Sono state siglate 8 intese oggi ad Astana, in occasione del vertice tra il premier italiano Giorgia Meloni e il presidente kazako Qasym-Jomart Toqaev. Questi accordi mirano a rafforzare la collaborazione strategica tra Italia e Kazakistan in ambiti chiave come energia, commercio, investimenti e gestione delle risorse. La dichiarazione congiunta sul Partenariato Strategico Bilaterale fa da ‘cornice’ alle intese, ovvero: accordo di riammissione (che formalizza il processo di accertamento dell’identità di una persona oggetto di una decisione di allontanamento e ne garantisce la riammissione sicura e pianificabile da parte dello Stato d’origine); dichiarazione congiunta su minerali e materie prime critiche; Maire – Tecnimont e Samruk-Kazyna, accordo col quale le aziende italiane e il fondo sovrano kazako collaboreranno per sviluppare infrastrutture energetiche innovative e accelerare la transizione energetica del Kazakistan; Ansaldo – Samruk-Kazyna, partnership per la creazione di catene produttive locali di componenti per centrali elettriche a gas, con l’obiettivo di favorire la crescita industriale e tecnologica locale.

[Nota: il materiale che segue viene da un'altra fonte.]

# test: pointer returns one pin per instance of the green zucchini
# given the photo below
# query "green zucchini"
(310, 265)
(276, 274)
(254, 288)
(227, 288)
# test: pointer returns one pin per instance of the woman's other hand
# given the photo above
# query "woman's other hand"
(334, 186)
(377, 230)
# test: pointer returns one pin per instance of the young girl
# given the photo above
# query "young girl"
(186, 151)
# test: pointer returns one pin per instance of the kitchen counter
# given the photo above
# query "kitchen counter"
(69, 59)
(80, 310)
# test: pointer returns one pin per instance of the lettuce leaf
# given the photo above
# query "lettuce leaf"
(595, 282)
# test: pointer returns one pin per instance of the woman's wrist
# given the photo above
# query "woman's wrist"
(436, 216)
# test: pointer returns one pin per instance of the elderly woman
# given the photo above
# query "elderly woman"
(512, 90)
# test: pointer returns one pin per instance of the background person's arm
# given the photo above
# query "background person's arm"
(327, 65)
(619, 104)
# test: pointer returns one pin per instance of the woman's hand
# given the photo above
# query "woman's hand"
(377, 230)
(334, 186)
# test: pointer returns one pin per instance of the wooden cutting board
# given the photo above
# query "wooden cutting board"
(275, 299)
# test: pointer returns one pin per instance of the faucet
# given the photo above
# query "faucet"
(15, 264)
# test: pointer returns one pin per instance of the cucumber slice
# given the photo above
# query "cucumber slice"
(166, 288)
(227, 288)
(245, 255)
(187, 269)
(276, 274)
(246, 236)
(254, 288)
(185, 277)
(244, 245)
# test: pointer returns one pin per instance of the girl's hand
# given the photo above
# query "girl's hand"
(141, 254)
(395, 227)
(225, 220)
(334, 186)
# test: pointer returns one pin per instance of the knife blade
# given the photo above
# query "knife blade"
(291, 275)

E ancora: dichiarazione congiunta tra Sace, Cdp e la banca di sviluppo kazaka; Sace – Samruk-Energy, intesa per lo sviluppo delle relazioni commerciali nel settore dell’energia; Ice – Kazakh Invest, intesa per promuovere e facilitare gli investimenti da parte delle rispettive imprese; Oice – Ministero kazako delle Risorse Idriche, intesa per l’attuazione del programma di cooperazione sul tema delle sfide relative alla gestione dell’acqua anche attraverso lo scambio di buone pratiche.
Le parole di Toqaev
L’incontro di oggi “dà un impulso molto serio e potente per lo sviluppo dei nostri legami bilaterali in molti ambiti. Credo, e sono fiducioso, che tali legami saranno estremamente articolati. Attribuiamo grande importanza allo sviluppo degli scambi commerciali tra i nostri Stati. L’Italia è il terzo partner commerciale del Kazakistan e il primo all’interno dell’Unione Europea. Il volume degli scambi ha raggiunto i 20 miliardi di dollari”. Lo ha detto il presidente kazako Qasym-Jomart Toqaev rivolgendosi al premier Giorgia Meloni, in apertura dell’incontro tra le delegazioni governative.
Le parole di Meloni
“Le nostre interconnessioni guardano anche alle infrastrutture digitali e fisiche, tra le quali il Corridoio di Mezzo rappresenta forse la sfida più promettente e affascinante”. Così il presidente del Consiglio, Giorgia Meloni, in un passaggio del suo intervento all’Astana International Forum. “Crediamo fortemente nel potenziamento di questo progetto, che è al centro della partnership strategica avviata con l’Unione Europea a Samarcanda e che può contribuire in modo significativo alla sicurezza e alla stabilità delle catene di approvvigionamento, sia verso che dall’Europa”, ha proseguito il premier.